CedarCreek Wine Journal was published early in 2003.
British Columbia Wine Country, of which more than 10,000 copies have been sold, was published in March 2003 by Whitecap. It won a World Gourmand award for photography, a gold medal in the 2004 Vancouver Magazine Awards, and two silver medals in the 2004 Cuisine Canada competition. A completely revised second edition, with information on 175 producers, was published in April, 2007.
The Wines of Canada was published in May, 2005, by Mitchell Beazley Publishers of London; an updated paperback edition was released in October 2006 by Whitecap. This book is a comprehensive discussion of all of Canada’s wine regions, with profiles of about 300 producers, including fruit wineries and meaderies.
His most popular book is John Schreiner’s Okanagan Wine Tour Guide. The first edition was published in 2006. The fifth edition, double the size of the first, was published in the summer of 2014. A companion volume, John Schreiner’s Coastal BC Wineries Tour Guide, was released in April, 2011.
In 2002, the Okanagan Wine Festivals Society presented John with its Founders Award, an award given annually since 1984 to recognize contributions to the British Columbia wine industry. In 2009, the Vancouver International Wine Festival gave him its Spirited Industry Professional Award.

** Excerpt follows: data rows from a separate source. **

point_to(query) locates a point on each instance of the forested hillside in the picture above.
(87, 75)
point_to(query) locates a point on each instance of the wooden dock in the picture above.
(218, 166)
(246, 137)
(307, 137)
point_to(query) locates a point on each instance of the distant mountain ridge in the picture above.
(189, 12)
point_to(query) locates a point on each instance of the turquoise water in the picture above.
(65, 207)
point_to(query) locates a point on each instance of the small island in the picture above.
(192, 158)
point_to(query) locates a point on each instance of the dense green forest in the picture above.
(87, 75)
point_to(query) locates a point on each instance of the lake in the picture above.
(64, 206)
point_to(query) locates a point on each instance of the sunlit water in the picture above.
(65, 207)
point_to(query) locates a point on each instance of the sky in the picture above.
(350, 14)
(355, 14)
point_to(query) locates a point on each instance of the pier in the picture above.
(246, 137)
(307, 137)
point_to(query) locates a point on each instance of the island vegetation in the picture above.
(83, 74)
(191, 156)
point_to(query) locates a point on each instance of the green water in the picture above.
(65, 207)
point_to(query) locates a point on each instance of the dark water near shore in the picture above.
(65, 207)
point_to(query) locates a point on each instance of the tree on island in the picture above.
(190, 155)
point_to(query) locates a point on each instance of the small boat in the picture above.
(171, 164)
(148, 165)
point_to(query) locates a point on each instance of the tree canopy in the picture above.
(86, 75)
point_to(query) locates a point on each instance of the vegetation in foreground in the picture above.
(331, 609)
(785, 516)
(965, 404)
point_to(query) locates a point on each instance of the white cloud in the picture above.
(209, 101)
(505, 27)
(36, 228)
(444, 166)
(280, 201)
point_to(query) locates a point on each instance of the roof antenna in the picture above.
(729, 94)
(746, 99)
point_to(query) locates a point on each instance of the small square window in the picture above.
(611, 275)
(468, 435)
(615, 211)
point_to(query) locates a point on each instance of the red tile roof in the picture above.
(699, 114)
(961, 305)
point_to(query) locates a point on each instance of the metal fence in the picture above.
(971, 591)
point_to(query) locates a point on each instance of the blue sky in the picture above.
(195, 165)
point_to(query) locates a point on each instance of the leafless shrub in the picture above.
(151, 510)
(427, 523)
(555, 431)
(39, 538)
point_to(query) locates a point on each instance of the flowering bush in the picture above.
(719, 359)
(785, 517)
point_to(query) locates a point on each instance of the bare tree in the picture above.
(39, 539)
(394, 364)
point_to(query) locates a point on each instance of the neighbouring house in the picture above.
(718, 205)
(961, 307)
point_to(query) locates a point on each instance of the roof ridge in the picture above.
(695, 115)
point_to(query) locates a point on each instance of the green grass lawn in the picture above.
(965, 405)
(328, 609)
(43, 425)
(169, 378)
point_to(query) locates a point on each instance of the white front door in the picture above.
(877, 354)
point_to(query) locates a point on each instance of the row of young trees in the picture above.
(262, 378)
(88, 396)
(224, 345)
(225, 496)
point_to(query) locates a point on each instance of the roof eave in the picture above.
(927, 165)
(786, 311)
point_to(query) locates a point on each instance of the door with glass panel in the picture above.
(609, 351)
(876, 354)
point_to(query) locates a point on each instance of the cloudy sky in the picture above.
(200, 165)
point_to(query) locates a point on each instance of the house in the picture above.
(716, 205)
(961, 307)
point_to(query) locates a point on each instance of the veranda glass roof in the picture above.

He is a past chair of the Festival’s selection committee. In 2014 he was inducted into the B.C. Restaurant Association Hall of Fame as a friend of the industry.
His writing has been honoured by both national and regional wine industry groups. In 2015 the Canadian Vintners Association gave him its Canadian Wine Industry Champion award. In 2016 the British Columbia Wine Institute gave him its Industry Recognition Award.